Vector databases explained for business — what they are, when you need one, how to pick between the major options, and what they actually cost.
Vector databases are one of those infrastructure topics that have moved from "AI research curiosity" to "thing your CTO needs to understand" surprisingly quickly. In 2026, any business building custom AI that reasons over its own content is making a vector database decision — whether they realise it or not. This guide explains vector databases for business decision-makers, walks through the main options, and gives you a framework for choosing.
A vector database stores embeddings. An embedding is a numerical representation of a piece of content — usually a list of 1,000 to 3,000 numbers — generated by an embedding model. Two pieces of content with similar meaning have similar embeddings.
That property is the whole point. It lets you search by meaning instead of by keyword.
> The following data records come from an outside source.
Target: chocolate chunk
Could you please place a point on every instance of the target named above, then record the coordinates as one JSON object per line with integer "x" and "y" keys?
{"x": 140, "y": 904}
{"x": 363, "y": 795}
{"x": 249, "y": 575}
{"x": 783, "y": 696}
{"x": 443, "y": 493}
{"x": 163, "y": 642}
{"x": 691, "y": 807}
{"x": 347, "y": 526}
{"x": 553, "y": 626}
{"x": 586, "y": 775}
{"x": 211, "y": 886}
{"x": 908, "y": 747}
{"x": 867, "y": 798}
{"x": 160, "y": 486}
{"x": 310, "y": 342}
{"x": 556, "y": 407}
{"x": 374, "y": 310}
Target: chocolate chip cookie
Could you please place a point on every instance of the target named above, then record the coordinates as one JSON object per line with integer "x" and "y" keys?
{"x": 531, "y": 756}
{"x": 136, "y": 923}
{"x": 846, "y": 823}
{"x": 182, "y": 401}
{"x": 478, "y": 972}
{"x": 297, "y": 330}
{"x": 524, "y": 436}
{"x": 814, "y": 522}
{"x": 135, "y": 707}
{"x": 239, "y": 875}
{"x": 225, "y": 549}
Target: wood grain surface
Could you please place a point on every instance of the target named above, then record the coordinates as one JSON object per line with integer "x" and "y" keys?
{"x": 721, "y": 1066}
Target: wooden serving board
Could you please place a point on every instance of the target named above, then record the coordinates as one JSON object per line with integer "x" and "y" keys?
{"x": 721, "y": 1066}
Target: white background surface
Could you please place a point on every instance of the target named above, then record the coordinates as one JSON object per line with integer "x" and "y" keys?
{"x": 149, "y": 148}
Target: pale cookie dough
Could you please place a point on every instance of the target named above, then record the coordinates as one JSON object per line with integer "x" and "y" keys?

Ask "how do we onboard new tenants in NSW" and the database can return documents about "tenant setup process for New South Wales" even though no exact word matches.
A vector database is, in essence, a database optimised for one operation: "find me the N items closest to this query vector". It does that fast, at scale, and with the metadata filtering and operational tooling that production systems need.
You do not need a vector database to use ChatGPT, Claude, Microsoft Copilot, or Notion AI. Those tools have their own retrieval layers built in. See our pillar on choosing AI tools for business — most businesses get a long way without ever touching a vector database directly.
You do need a vector database when you build a custom AI system over your own content. Typical triggers:
If none of those describe you, skip this article. If they do, the rest of this is for you.
The vector database market has consolidated somewhat. The serious options for business use are:
The most popular dedicated vector database. Fully managed, easy to start, strong performance at scale. Expensive once you grow — pricing is based on storage, indexing, and query volume. Best for teams that want a managed service and do not mind paying for it.
Open-source, with a managed cloud option. Strong hybrid search (vector + keyword) out of the box. Good Australia-region support. Slightly steeper learning curve than Pinecone but more capable.
Open-source, performant, written in Rust. Increasingly popular for self-hosting. Clean API, good documentation, supports advanced filtering. A favourite for technical teams.
The "right answer" for many mid-market businesses. Adds vector support to Postgres, which most teams are already running. Performance has improved dramatically with HNSW indexes since 2023. Hard to beat for cost and operational simplicity if you already run Postgres.
The cloud-native options. If you are already deep in Azure or AWS, these are pragmatic choices — vector search is built into search products you may already be paying for. Less specialised but well-supported by your cloud provider.
A simple framework. Walk through these questions in order.
If yes, start with pgvector or your cloud's native vector option. The operational simplicity is enormous. You do not need a separate database for embeddings unless you have a clear reason.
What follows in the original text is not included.